Implications of High Simple Carbohydrate Diets: The Truth About Carbs
This is the most basic way to explain long term what can happen:
Eating simple carbohydrates → blood sugar spikes → inflammation → disease
Inflammation affects every system in the body. You don’t always realize it’s happening. Inflammation can be happening in the blood vessels, damaging the walls and collecting plaques. It can be damaging the nerve impulses to the brain. It can show up in your joints and then you have arthritis. We wouldn’t attribute arthritis to our high carbohydrate intake would we? It’s just old age, isn’t it? These things do take years to show up so you may feel fine now.
Research has shown high carbohydrate diets are associated with disease. It is not the fat in our foods, it is the excess sugar carbohydrates. If you continually eat a lot of glucose, you will become insulin resistant and need more insulin to get rid of the glucose. Now eventually the body will tire out and not be able to do this but also glucose will continue to rise as insulin production slows and diseases of eyes, kidneys, blood, and nerves can develop. All of these problems are related to the insulin response. I just want to touch base on a few diseases and their associations. I encourage you to look even further into it.
As I described before, increased insulin resistance and excess glucose is what leads to diabetes. Diabetics say they have to constantly “keep blood sugars up” to remedy their hypoglycemic state, but this is just contributing further to the problem. Or if they eat too many sugars, they have to give themselves extra insulin. Yeah, you’ll feel better for a bit but you still have diabetes.
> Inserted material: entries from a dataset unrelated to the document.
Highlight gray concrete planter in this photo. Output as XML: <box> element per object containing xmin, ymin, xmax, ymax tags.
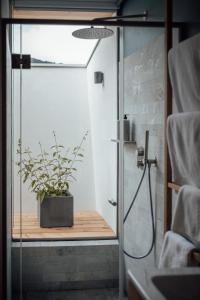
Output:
<box><xmin>40</xmin><ymin>193</ymin><xmax>73</xmax><ymax>227</ymax></box>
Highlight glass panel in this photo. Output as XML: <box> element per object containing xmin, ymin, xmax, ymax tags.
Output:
<box><xmin>122</xmin><ymin>27</ymin><xmax>164</xmax><ymax>296</ymax></box>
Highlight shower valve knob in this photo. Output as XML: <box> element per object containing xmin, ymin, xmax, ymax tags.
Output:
<box><xmin>137</xmin><ymin>147</ymin><xmax>144</xmax><ymax>168</ymax></box>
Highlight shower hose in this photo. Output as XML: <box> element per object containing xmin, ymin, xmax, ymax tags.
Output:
<box><xmin>123</xmin><ymin>161</ymin><xmax>155</xmax><ymax>259</ymax></box>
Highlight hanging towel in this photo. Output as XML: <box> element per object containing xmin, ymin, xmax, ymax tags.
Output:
<box><xmin>171</xmin><ymin>185</ymin><xmax>200</xmax><ymax>244</ymax></box>
<box><xmin>167</xmin><ymin>112</ymin><xmax>200</xmax><ymax>188</ymax></box>
<box><xmin>169</xmin><ymin>34</ymin><xmax>200</xmax><ymax>112</ymax></box>
<box><xmin>159</xmin><ymin>231</ymin><xmax>195</xmax><ymax>269</ymax></box>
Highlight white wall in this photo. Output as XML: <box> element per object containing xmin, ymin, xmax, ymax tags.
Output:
<box><xmin>87</xmin><ymin>31</ymin><xmax>117</xmax><ymax>230</ymax></box>
<box><xmin>14</xmin><ymin>67</ymin><xmax>95</xmax><ymax>212</ymax></box>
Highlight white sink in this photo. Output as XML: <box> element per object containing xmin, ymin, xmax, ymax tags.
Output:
<box><xmin>151</xmin><ymin>274</ymin><xmax>200</xmax><ymax>300</ymax></box>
This is due to higher calorie intake with less nutritional value, increased insulin resistance which leads to increased fat storage. Insulin suppresses important hormones that help in fat burning and muscle growth. Then the body is less able to lose the fat. It also leads to converting glucose into triglycerides which can turn into fat.
Again with the inflammation. Insulin resistance can decrease your cognition and ability to think. For another day, healthy fats are what contributes to brain health.
Higher carbohydrates are shown to lower HDL, which is an important marker for heart disease. This number should be high. Heart disease is associated with carbohydrates rather than the previous thought being fats. This could be due to high carbohydrate intake allowing less beneficial fat intake for daily calories. Regardless, sugar is running through the bloodstream, damaging blood vessels. This allows deposits to form easily.
I’ve seen in many articles out there new ways to lose weight involving carbs. There’s people and research on both sides saying what works and what doesn’t. For example, they say wheat bread is healthy because the study showed it was better than white, so it must be good. Just a simple result as such does not make something absolute if comparing two lesser items. We can say however, that a processed bread overall is not ideal. I’ve seen ideas about carb cycling and eating a certain amount certain times of day. This all just makes things more complicated. If you truly want to lose weight and change your life, only a lifestyle change will work. Eat nutritious foods and don’t count anything. You’re exhausting yourself. Maybe some of these worked for someone else but it was likely temporary. Do what works for you.
A few resources:
Grain Brain by Dr. David Perlmutter
Wheat Belly by Dr. William Davis
Fresh Idea: The truth about carbs is that the health effects are detrimental if they are consumed excessively in the simple form.